DAU. Natasha

QUICK SNAP: LIVE FROM BERLIN

This highly controversial Russia movie is the first instalment of a series of 13 films crafted from more than 700 hours of footage. The shooting involved mostly non-professional actors, including real-life prison wards and scientists. The project was originally intended as a more conventional biopic Soviet Nobel Prize winner Lev Landau, but suddenly morphed into something far more extensive and transgressive.

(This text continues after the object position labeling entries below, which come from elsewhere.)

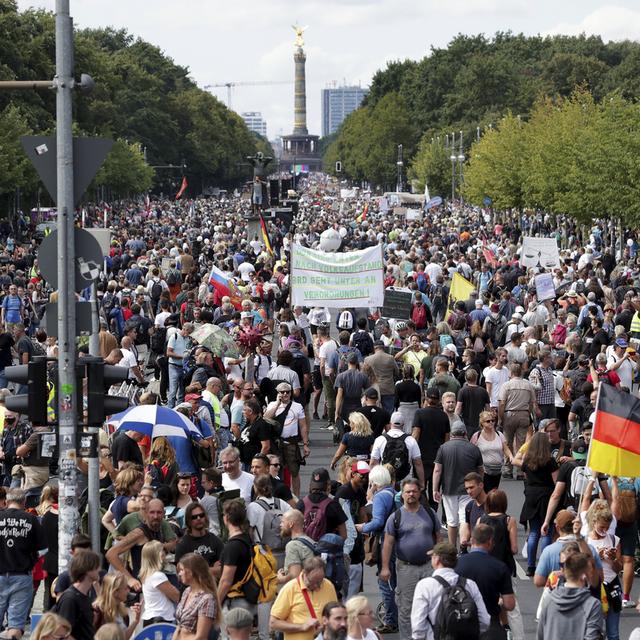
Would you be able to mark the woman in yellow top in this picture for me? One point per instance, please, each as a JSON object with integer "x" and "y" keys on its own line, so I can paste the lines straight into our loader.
{"x": 413, "y": 354}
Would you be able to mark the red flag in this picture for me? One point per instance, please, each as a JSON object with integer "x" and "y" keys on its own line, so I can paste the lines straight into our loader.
{"x": 183, "y": 187}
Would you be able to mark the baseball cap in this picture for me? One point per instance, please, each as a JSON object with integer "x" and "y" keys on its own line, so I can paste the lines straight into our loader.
{"x": 563, "y": 518}
{"x": 579, "y": 449}
{"x": 360, "y": 467}
{"x": 319, "y": 478}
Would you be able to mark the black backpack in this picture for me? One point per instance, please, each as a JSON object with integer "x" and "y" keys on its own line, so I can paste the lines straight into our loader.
{"x": 457, "y": 613}
{"x": 363, "y": 343}
{"x": 397, "y": 455}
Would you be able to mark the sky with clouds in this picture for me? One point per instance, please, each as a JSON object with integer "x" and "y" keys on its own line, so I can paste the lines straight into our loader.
{"x": 346, "y": 41}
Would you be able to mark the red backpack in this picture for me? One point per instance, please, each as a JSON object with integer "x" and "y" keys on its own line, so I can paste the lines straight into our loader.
{"x": 315, "y": 517}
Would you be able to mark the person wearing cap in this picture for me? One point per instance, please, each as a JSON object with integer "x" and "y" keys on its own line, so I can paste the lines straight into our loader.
{"x": 285, "y": 410}
{"x": 354, "y": 492}
{"x": 319, "y": 494}
{"x": 377, "y": 416}
{"x": 430, "y": 429}
{"x": 386, "y": 371}
{"x": 411, "y": 532}
{"x": 567, "y": 525}
{"x": 624, "y": 361}
{"x": 395, "y": 429}
{"x": 429, "y": 591}
{"x": 350, "y": 385}
{"x": 569, "y": 482}
{"x": 455, "y": 459}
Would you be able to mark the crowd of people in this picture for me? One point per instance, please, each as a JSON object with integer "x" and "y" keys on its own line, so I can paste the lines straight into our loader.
{"x": 431, "y": 414}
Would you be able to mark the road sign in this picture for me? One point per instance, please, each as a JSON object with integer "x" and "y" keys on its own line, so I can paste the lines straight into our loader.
{"x": 89, "y": 259}
{"x": 88, "y": 156}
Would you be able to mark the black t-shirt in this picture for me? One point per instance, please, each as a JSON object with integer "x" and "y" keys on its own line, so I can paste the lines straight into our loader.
{"x": 21, "y": 537}
{"x": 434, "y": 426}
{"x": 6, "y": 342}
{"x": 474, "y": 400}
{"x": 75, "y": 607}
{"x": 490, "y": 574}
{"x": 126, "y": 449}
{"x": 377, "y": 417}
{"x": 209, "y": 546}
{"x": 251, "y": 439}
{"x": 335, "y": 515}
{"x": 25, "y": 346}
{"x": 237, "y": 553}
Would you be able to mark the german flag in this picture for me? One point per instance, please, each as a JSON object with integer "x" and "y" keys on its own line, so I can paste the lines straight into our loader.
{"x": 615, "y": 442}
{"x": 265, "y": 236}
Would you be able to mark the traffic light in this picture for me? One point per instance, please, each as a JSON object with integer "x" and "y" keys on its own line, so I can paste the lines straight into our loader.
{"x": 100, "y": 377}
{"x": 34, "y": 403}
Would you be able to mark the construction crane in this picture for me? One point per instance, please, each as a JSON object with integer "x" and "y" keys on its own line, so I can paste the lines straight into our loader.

The storyline is rather simple. Natasha (Natasha Berezhnaya) and Olga (Olga Shkabarnya) work in the canteen of a very secretive research institute somewhere in the Soviet Union. The two women bond through the contempt that they feel towards each other. They have violent cat fights, but they can also be supportive of each other, and confide intimate secrets of their love life to each other.

Following a vodka-fuelled party, Natasha has a sexual encounter with a French visitor called Luc (Luc Bigé), who is working with the resident scientist Alexei (played by Alexei Blinov, who also happened to be the movie’s technical development lead, and sadly passed away last year shortly after the completion of the movie). But having sex with a foreigner is deemed a highly dangerous act in such an environment, and Natasha gets punished for her misdemeanour. She gets humiliated and raped by the profoundly sadistic institute’s chief Vladimir Azhippo (Azhippo).

Both the consensual and the non-consensual sex sequences are extremely graphic, borderline pornographic. At one point, Natasha is forced to insert a bottle into her vagina. These sequences are also very extensive. The fact that the actors were amateurs and used their real name helped to vouch for the authenticity of the sequences, in a strange blend of fiction and reality. Ultimately, this is a film about personal power struggle. The protagonist Natasha Berezhnaya described her experience: “In some ways, it was scary, it was oppressive. We had fear, we had love, we had relationships”. This is a wilfully voyeuristic, exploitative and provocative movie.

Lensed by renowned German DOP Jürgen Jürges, DAU. Natasha is a truly jarring viewing experience. You will feel literally trapped with the hapless, perverse and deranged characters. There are no establishing shots, no outdoors sequences, not even windows. The duration of 145 minutes helps to ensure that the unrelenting psychological and sexual violence lingers in your mind for a very long time. Not a positive image of Russia/ the Soviet Union at all. Which is what you would normally expect from a Russian film in a major European film festival anyway . I don’t recall ever seeing a rosy depiction of the largest country in the world in either Berlin or Cannes, the two festivals that I routinely attend.

DAU. Natasha is showing in Competition at the 70th Berlin International Film Festival.